Monetivia est une vente avec un usufruit temporaire assortie d'un contrat d'assurance prémunissant l'acheteur en cas de longévité prolongée du vendeur

Le contrat imaginé et mis au point par la société Monetivia, avec le concours de la compagnie d’assurances allemande Allianz, n’innove en réalité pas grand-chose et est en fait une vente liée (le démembrement d’un bien immobilier et la souscription simultanée obligatoire d’un contrat d’assurance) qui se situe à mi-chemin entre ces deux solutions séculaires. Il s’agit d’un démembrement avec un usufruit temporaire de 10 à 20 ans et au-delà une rente garantie au profit du vendeur ou de l’acheteur selon que le senior se maintient ou non dans les lieux.

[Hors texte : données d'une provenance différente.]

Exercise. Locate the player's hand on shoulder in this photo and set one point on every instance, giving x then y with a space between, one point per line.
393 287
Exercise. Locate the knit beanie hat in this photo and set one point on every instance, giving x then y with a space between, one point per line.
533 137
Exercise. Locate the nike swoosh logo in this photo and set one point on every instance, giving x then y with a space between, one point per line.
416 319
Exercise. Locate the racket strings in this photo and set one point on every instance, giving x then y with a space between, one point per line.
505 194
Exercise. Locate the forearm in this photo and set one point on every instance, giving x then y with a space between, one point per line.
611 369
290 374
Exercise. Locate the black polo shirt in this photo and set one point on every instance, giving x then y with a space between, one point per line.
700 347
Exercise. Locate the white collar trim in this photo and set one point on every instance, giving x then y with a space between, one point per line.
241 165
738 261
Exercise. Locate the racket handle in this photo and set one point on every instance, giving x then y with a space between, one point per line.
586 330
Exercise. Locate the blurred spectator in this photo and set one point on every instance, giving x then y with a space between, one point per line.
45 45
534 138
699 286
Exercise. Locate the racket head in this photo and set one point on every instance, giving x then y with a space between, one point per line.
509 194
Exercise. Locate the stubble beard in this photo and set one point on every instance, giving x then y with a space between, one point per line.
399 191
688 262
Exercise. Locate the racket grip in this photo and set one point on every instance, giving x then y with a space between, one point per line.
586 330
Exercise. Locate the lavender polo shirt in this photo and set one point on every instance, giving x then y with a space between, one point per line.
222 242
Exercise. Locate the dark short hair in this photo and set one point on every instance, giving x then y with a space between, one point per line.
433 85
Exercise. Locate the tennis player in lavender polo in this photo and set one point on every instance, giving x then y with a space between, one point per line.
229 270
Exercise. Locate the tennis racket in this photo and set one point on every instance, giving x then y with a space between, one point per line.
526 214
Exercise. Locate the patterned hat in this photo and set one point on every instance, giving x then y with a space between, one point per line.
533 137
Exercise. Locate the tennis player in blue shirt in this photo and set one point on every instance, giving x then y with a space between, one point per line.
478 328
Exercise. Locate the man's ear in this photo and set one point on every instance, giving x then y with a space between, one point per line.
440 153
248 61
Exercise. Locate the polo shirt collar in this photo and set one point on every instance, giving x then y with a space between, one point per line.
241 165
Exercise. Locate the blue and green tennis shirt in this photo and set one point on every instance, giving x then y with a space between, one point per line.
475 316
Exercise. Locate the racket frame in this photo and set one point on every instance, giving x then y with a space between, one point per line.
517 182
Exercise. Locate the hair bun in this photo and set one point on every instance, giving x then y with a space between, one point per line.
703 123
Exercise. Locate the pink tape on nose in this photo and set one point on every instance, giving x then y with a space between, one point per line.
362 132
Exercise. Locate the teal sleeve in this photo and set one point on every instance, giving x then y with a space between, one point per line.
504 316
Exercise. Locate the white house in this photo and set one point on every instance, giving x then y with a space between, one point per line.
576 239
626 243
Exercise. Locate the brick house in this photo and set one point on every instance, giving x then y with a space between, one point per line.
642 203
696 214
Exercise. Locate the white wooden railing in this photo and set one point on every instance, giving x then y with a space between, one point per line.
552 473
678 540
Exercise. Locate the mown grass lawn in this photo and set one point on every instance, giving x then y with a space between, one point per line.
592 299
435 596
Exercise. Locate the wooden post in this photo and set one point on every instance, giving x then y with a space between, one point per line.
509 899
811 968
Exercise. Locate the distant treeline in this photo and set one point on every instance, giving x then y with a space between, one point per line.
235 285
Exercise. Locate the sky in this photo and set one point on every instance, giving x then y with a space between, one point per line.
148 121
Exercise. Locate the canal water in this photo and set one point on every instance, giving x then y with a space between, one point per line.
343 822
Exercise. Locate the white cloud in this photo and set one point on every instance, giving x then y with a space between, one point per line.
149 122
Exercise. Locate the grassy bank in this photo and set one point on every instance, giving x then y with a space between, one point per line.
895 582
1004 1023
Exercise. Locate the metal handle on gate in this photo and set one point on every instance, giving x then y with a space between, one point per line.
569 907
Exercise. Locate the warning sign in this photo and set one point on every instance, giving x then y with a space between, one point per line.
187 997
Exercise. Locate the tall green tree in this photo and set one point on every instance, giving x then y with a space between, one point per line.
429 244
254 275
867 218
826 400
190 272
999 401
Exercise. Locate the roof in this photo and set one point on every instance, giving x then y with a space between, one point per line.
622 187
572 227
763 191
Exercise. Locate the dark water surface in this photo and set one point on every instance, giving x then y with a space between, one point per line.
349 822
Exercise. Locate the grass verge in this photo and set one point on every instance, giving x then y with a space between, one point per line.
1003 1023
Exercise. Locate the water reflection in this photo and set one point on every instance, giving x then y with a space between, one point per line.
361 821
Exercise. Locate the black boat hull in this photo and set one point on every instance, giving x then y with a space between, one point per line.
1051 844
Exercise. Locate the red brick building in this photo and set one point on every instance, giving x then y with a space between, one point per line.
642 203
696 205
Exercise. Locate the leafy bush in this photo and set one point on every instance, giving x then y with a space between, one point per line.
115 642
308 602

La perte ou le gain financier (selon que l’on se place du point de vue du vendeur ou de l’acheteur) en cas de mort prématurée est atténué voire supprimé par un complément de prix à payer par l’acheteur aux héritiers du vendeur et, de même, le possible gain ou perte abyssale en cas de longévité très prolongée au-delà de l’expiration de l’usufruit temporaire est assumé par l’assureur moyennant le versement d’une prime unique de 3,039 % de la valeur du bien démembré lors de la conclusion du contrat.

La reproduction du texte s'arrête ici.